I’ve heard many stories about people feeling very uncomfortable that they are now “seen”. Before the weight loss they were able to hide in plain sight. Now there’s an uncomfortable feeling of being more noticed. 

These are just a few examples of what I’ve come to call your fat mind. It’s the mindset that you’ve established over the years of being obese. It’s “helped” protect you from being uncomfortable because of your weight. 

This is a very difficult mindset to remove from your life even after you’ve lost the fat.

So How do you beat your fat mind? 

You can’t actually ever get rid of your fat mine completely. You can start working towards understanding that it’s not who you are today. The best way to start that process is to find a mental health professional that can help you. That can go a long way towards your success. In addition you can work against the fat mind by doing things that once were uncomfortable to you.  
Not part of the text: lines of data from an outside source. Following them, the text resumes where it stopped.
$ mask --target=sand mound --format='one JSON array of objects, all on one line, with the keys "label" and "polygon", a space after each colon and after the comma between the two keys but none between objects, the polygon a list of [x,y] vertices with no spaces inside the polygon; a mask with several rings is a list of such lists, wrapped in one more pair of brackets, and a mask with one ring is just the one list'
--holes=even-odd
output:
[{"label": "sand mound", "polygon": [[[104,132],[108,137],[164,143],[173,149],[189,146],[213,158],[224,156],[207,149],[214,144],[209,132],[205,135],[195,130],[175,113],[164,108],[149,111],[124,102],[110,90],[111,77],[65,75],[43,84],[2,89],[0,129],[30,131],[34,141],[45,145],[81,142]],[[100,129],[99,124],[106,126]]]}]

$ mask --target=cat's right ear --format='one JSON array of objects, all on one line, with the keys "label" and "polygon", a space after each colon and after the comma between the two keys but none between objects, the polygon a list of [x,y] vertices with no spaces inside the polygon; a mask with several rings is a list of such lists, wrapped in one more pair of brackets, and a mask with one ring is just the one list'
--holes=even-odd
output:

Courage to try can be just as important.

A client who lost over a hundred pounds and wanted to start hiking more. We worked a lot together on her goals. Her main goals was to was hike to the top of a 14,000 foot peak here in Colorado. After nine months of working with her she was physically ready to go but her fat mind told her differently. We kept working til one day she was just tired of letting her past dictate her desires. We planned the hike, met at the trailhead and she made it to the top. I Remember her telling me that building the confidence to do the hike was much harder than the actual hike. That says a lot. Hiking up 14,000 foot mountain is not easy. Now her fat mind is a lot more quiet and her confidence is much higher.
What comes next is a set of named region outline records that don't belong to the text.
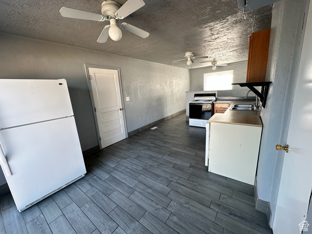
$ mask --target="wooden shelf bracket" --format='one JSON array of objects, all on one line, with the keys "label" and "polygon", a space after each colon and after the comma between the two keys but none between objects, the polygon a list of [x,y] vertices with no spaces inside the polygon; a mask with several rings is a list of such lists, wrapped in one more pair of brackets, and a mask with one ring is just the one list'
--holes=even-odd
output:
[{"label": "wooden shelf bracket", "polygon": [[[266,107],[266,97],[269,92],[269,87],[271,81],[265,81],[264,82],[248,82],[246,83],[233,83],[232,84],[238,85],[241,87],[247,87],[253,92],[255,94],[259,97],[260,100],[262,103],[262,106],[263,108]],[[261,87],[261,92],[257,90],[255,87]]]}]

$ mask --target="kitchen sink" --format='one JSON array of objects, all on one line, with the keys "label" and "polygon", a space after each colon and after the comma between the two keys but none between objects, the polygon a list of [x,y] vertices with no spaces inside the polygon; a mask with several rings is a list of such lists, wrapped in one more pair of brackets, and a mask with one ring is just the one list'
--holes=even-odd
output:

The fat mind can talk to you but you don’t have to listen

Another client of mine really wanted to ride 100 miles on a bicycle but his fat mind was telling him “that’s ridiculous you’ll never do that.” We started slowly working on indoor cycling basic fitness along with building habits. As the weight came off he became a little bit more confident in bike riding outside. After a few sessions of bike riding outside he started to notice that his fat mind, the thing that was telling him he can’t do it because he’s “too fat” was becoming quieter and quieter.
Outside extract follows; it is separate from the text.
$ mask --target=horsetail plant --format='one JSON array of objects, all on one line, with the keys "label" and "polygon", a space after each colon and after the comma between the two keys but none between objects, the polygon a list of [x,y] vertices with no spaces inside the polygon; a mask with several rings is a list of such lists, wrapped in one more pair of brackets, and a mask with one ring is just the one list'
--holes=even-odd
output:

His confidence started to build and 16 months after his bariatric surgery he completed his first century on a bike. When I asked him about it later he admitted there was a certain part of the ride where his fat mind almost got the better of him telling him he can’t do this, but he persevered and crossed the finish line. The reason his fat mind didn’t win was due to the work he put in. He knew he could do this that he wasn’t living his old life anymore. 

I don’t want you to read into this as it was easy for these two people who have gone through weight loss surgery to achieve a fairly challenging goal because it wasn’t. There were many times when both of them had self-doubt let their fat mind talk them into bad decisions around eating or not exercising. What set them apart was the fact that even when they allowed their fat mine to take over it was always temporary and they knew it. They always came back. They were always consistent. It wasn’t easy for them and I don’t expect it to be easy for you either. But being good to yourself and not letting that old fat mine continue to define who you are will allow you to achieve things that you would otherwise think impossible. 

You don’t have to climb a 14000 foot peak or ride a 100 miles on a bike in order for you to quiet your fat mind. Yet doing something and working towards something with consistency and persistence that you may find now to be both challenging and what you may consider as impossible will go a long way towards quieting that mind.